Queer: Stories from the NGV Collection
NGV International, until August 21
“I would rather go to hell than to a homophobic heaven.” If he’d said nothing else, Desmond Tutu, the Anglican Archbishop of South Africa, could be forever remembered for this bold aphorism. The Bible recommends death for male homosexuals (Leviticus 20.13) and centuries of church dogma maintained the anathema; but against this authority Tutu declared that hatred of same-sex relations was ungodly.
Visitors admiring works at the National Gallery of Victoria’s exhibition QUEER.Credit:Getty
A picture by Sean Loughrey shows this brave leader laughing for joy after the release of Nelson Mandela in 1990 after 27 years in prison. The tiny image is one of 400 works in a gripping exhibition at the NGV called Queer: Stories from the NGV Collection. The premise of the show is not necessarily to foreground the work of LGBTQIA+ artists but to represent stories that the massive NGV holdings can tell about the historical experience of sexual diversity.

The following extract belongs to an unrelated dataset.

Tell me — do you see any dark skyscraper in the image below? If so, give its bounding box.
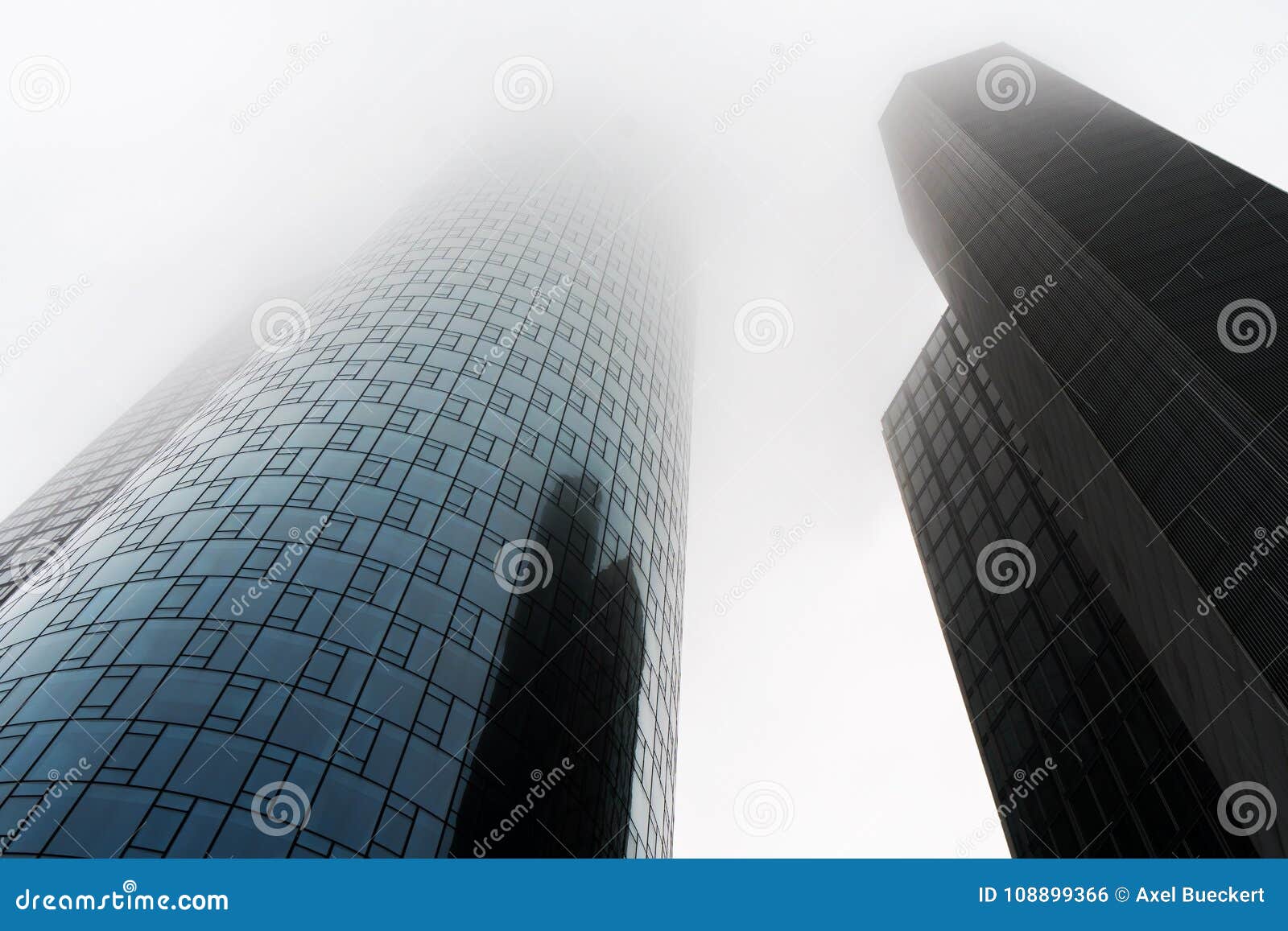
[0,153,691,856]
[881,47,1288,856]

Peter Behrens, The kiss (Der Kuss), 1898.Credit:NGV
You’ll be surprised who turns up in the chronicles of the closet. A handsome proportion of European aristocracy had non-canonical leanings, to say nothing of artists. The point is not to out various household names, like Botticelli or Shakespeare. Rather, the exhibition presents a whole history of sexuality that artists grapple with today.
The keynote of the show is the visual extravagance that arose from protest. In European tradition, sexuality could be handled decorously, with aesthetic conventions hinting at lascivious content but still remaining comfortably tasteful. But to make space for themselves in a heteronormative world, queer activists required energetic solidarity. The result is a brazen out-there quality, a thrill of group exposure that makes sexuality shockingly visible.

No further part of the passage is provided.